The result is that women are taking to poker by storm, and are proving they can be every bit as good as the boys.
On top of the entertainment factor, and the adrenalin rush of winning, what's so appealing about poker is that it's not exclusionary. While women have made huge inroads into the business world, some of the networking channels favoured by the old boys clubs are less than inviting.
Take golf, the businessman's outdoor answer to the negotiating table. Yet golf presupposes that you have a set of clubs, the ability to knock a ball about, and the desire to march across acres of lawn for the entire day.
With poker sweeping through corporate South Africa, women are at last finding a networking solution where they can really enjoy taking on the men. “Poker is becoming the new golf, certainly for women,” says Waites. “While the guys are off on the greens, we're hosting female execs in the game reserve for an African Bush Poker Experience.”
The great thing about poker is it is extremely easy to set up, and surprisingly easy to learn. It doesn't take much before you're able to sit at the table with seasoned players.

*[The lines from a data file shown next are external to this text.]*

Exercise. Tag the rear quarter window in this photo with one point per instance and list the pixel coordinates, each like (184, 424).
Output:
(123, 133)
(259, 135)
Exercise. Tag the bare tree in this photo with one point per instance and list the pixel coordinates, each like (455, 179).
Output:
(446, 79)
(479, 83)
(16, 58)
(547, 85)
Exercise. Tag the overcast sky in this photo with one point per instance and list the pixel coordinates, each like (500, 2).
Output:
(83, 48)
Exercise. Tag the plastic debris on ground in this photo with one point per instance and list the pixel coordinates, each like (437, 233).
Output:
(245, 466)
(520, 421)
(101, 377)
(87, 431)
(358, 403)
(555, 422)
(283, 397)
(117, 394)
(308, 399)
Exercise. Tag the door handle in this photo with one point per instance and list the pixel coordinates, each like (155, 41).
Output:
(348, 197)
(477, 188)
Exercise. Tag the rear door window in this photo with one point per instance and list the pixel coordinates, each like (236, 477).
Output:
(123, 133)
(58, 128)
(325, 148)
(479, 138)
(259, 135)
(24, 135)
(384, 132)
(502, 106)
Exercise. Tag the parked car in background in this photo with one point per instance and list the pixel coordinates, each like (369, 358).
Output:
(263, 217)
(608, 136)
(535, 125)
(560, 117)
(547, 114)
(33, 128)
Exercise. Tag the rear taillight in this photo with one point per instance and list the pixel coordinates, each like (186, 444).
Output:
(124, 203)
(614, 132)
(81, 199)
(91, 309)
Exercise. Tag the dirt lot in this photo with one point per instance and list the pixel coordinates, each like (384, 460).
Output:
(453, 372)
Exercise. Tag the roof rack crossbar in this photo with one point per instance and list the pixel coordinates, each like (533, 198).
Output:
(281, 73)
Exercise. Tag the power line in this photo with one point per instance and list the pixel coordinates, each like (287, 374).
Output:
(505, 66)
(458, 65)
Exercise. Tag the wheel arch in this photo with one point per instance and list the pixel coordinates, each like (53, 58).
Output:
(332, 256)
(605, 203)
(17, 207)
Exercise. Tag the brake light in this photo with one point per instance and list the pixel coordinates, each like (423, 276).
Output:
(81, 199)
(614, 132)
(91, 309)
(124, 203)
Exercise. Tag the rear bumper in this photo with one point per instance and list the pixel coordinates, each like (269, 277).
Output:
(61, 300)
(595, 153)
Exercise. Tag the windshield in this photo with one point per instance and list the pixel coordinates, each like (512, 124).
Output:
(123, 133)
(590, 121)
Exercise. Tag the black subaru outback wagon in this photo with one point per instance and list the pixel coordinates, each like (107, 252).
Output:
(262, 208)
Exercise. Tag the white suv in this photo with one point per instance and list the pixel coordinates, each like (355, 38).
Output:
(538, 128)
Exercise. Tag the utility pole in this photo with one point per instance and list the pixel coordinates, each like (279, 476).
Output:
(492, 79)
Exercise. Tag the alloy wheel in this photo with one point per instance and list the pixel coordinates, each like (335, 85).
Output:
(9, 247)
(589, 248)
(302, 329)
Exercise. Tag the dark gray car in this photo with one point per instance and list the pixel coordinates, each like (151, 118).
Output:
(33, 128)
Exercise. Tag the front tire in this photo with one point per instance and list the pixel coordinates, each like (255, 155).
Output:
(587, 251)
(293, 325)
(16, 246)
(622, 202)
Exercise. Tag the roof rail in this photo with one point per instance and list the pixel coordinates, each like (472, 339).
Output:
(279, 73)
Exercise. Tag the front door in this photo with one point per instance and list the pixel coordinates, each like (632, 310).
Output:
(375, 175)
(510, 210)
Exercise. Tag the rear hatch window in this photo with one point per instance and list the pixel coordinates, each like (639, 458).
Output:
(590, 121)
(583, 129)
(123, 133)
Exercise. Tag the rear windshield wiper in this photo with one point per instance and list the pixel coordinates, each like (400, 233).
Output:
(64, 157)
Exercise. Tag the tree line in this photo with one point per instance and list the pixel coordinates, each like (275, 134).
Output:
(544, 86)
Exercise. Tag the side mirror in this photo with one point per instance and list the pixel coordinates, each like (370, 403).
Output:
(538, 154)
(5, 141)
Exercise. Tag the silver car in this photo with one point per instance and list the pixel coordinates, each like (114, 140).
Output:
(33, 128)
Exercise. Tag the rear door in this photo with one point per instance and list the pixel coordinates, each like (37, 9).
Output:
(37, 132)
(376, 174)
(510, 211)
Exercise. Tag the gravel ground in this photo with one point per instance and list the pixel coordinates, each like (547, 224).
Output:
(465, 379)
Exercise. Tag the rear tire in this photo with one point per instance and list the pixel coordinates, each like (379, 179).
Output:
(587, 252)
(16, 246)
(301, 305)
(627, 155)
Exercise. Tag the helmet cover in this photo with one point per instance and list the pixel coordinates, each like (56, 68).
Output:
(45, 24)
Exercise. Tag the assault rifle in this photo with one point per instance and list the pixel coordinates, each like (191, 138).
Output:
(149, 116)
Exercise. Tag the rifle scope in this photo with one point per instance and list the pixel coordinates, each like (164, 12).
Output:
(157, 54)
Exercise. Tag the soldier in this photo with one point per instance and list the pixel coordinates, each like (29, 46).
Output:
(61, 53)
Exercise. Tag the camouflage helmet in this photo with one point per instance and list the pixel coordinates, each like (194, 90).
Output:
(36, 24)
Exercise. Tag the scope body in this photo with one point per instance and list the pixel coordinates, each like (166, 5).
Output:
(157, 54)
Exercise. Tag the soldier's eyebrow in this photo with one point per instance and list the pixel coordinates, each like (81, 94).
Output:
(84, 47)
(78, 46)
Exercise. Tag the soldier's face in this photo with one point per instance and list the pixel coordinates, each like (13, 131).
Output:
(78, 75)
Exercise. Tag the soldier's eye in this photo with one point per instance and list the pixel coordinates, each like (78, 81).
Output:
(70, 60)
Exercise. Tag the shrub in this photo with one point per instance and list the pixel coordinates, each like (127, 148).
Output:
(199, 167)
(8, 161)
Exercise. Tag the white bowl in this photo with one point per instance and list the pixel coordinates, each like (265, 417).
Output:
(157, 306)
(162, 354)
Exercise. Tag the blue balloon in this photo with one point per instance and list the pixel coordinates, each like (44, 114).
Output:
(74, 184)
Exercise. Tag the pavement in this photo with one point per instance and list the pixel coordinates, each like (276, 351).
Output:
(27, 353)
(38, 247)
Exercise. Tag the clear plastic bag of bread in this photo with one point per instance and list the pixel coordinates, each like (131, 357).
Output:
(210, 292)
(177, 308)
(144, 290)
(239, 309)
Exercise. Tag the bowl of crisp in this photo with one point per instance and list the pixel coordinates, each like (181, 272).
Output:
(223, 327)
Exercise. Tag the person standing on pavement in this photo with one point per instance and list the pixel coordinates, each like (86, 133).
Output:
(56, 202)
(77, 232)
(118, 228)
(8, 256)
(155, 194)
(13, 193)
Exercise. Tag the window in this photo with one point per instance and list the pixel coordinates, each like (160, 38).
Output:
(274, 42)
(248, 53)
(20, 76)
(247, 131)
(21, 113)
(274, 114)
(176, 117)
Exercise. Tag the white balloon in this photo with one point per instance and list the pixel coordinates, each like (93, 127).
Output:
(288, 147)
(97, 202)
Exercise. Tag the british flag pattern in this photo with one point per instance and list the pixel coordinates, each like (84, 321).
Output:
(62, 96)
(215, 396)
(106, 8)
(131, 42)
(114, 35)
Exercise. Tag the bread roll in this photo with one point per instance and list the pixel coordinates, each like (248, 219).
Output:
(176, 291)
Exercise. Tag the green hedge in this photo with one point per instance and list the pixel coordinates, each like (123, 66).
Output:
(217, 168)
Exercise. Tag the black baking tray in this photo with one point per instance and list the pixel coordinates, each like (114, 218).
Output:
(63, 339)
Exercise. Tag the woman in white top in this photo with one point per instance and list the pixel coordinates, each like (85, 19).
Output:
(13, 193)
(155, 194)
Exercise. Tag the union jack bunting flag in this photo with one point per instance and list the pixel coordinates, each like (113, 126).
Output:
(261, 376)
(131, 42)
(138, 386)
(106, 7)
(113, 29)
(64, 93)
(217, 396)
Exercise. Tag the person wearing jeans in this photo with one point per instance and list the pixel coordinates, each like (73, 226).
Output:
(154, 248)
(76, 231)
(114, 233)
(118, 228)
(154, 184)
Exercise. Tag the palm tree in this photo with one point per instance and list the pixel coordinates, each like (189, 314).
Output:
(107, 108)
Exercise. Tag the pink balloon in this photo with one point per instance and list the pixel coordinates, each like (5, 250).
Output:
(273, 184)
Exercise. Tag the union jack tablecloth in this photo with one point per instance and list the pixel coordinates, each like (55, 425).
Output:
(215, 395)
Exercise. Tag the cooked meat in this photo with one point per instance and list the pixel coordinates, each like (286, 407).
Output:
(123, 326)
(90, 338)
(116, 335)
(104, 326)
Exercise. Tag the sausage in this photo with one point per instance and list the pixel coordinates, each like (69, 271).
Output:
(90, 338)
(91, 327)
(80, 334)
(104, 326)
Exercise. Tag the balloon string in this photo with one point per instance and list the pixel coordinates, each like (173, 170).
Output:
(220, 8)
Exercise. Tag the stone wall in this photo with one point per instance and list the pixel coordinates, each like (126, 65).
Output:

Even a novice can give the good players a run for their money. A good hand, smart decisions and careful reading of your opponents can mean you also have a shot at taking the pot. And unlike golf, where strength can be a factor, poker is a truly level playing field.
Waites confirms that in South Africa, women are turning up more and more at the poker felt. “Three years ago, you wouldn't have seen a woman at the card tables. Now, we get roughly a 60:40 split between men and women at our poker-themed events, and women have featured at the final table at every one. They usually come in as complete novices, but they take to the game really fast. With some guidance from our mentors, they're soon able to hold their own against, and even beat guys who have often been playing since their teens,” he says. “Women tend to have the gift of natural intuition and subtle skills that allow them to work out the playing style and body language of their opposition very quickly," says Waites.

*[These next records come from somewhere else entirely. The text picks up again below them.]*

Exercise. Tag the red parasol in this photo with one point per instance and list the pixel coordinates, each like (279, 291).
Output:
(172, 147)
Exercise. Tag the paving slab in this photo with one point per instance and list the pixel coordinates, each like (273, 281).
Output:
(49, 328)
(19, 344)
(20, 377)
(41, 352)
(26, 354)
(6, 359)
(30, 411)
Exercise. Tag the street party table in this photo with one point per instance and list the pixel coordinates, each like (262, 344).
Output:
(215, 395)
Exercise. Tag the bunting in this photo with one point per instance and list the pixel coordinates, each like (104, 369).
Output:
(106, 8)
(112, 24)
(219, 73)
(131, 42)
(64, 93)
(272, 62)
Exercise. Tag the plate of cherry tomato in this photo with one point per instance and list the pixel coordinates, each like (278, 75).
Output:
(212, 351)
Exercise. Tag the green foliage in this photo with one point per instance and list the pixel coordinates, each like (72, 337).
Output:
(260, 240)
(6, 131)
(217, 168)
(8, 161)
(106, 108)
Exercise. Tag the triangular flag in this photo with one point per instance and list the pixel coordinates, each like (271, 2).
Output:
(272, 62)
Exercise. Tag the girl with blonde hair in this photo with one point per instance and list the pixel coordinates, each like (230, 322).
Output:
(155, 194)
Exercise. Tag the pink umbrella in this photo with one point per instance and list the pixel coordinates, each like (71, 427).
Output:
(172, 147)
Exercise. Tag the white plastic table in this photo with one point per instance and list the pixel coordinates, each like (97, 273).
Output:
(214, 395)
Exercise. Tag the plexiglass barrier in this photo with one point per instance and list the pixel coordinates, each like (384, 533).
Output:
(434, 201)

And while poker is growing as a business networking tool for women, it is also taking off socially. Forget shuttling in the beer and chips when your man brings home his mates for a night of cards. Get your own poker evening going.

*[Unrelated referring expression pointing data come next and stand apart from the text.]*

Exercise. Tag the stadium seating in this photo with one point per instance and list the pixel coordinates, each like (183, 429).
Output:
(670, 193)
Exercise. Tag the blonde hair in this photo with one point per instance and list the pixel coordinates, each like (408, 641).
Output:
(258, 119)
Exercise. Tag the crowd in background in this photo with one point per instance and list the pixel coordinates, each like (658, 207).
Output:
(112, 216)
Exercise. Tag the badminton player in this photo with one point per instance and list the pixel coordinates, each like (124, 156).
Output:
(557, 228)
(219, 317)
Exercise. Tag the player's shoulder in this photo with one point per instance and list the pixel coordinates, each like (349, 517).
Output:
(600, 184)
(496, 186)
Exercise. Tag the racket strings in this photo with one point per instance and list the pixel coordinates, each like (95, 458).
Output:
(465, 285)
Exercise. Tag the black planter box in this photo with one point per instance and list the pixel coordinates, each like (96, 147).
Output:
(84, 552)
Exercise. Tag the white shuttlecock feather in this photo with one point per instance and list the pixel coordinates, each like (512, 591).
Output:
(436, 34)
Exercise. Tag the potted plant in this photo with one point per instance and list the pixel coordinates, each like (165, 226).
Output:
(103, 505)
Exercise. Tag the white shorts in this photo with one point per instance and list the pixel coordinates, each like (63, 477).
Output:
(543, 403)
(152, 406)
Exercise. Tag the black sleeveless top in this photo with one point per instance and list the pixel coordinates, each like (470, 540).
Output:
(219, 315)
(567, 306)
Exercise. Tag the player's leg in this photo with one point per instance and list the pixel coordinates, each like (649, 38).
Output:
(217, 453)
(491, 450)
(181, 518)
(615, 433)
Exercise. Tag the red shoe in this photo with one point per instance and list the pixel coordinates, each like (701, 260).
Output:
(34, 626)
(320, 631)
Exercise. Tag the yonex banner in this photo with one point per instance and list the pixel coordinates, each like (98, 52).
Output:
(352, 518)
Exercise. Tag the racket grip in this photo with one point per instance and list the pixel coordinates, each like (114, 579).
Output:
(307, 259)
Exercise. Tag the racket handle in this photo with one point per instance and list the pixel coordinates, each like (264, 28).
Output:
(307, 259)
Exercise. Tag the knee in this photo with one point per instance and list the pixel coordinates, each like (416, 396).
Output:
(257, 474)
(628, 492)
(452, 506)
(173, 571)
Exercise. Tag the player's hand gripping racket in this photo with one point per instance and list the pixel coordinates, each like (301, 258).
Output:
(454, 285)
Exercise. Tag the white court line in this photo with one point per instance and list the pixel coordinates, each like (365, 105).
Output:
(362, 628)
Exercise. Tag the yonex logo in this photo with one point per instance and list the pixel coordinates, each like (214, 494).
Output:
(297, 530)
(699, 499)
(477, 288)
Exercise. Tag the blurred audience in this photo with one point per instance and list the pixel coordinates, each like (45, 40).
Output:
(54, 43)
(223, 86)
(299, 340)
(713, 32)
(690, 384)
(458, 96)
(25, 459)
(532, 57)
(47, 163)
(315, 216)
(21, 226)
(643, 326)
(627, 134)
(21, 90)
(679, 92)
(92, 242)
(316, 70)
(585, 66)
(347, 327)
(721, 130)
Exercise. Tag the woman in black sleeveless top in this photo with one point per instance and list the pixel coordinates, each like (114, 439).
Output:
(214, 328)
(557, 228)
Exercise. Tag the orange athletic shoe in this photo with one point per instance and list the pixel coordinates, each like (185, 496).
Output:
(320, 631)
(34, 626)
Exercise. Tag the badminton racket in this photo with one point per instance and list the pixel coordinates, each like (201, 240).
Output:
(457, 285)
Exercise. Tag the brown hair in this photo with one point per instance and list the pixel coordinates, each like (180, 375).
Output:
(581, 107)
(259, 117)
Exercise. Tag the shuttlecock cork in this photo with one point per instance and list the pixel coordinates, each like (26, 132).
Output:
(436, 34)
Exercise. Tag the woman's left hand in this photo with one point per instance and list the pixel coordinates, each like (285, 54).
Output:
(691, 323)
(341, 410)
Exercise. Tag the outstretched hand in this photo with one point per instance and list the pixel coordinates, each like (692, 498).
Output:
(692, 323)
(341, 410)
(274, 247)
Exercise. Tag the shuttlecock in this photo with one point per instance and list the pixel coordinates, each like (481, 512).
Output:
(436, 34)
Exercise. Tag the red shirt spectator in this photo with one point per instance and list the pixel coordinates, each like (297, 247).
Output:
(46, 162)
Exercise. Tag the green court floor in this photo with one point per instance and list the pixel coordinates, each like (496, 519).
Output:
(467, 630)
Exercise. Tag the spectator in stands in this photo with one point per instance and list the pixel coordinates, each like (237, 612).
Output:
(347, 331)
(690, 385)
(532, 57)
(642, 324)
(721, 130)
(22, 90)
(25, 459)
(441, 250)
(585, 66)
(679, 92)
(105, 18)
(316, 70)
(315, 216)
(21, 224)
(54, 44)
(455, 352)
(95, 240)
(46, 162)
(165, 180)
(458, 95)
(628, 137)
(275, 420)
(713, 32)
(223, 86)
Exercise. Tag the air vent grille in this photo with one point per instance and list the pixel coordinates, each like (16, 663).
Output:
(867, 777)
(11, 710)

The girls' poker night is a trendy new take on the old book club excuse to get together with friends over a glass of wine.
Getting started is simple. You need a deck of cards, playing chips (try www.megapoker.co.za
), and the basics of the game. A good place to pick up the necessary, if you don't have a poker-savvy person about, is to tune in to DStv's dedicated interactive poker channel and watch the poker tournaments. The players' cards are shown on screen, and poker pros comment throughout, so you can see who does what, and then hear why they did it.
Alternately, poker sites like www.piggspeak.co.za
, let you play for free, which is great practice. Or google “how to play poker” and you'll be swamped by the advice available online.
South Africa has yet to produce a local version of America's Annie Duke, the most successful woman at the World Poker Series (poker's equivalent to the Rugby World Cup). She paid the mortgage on her first house with poker winnings, and has won over US$2-million in poker tournaments.
But the way local women are taking to the game, it's surely just a matter of time.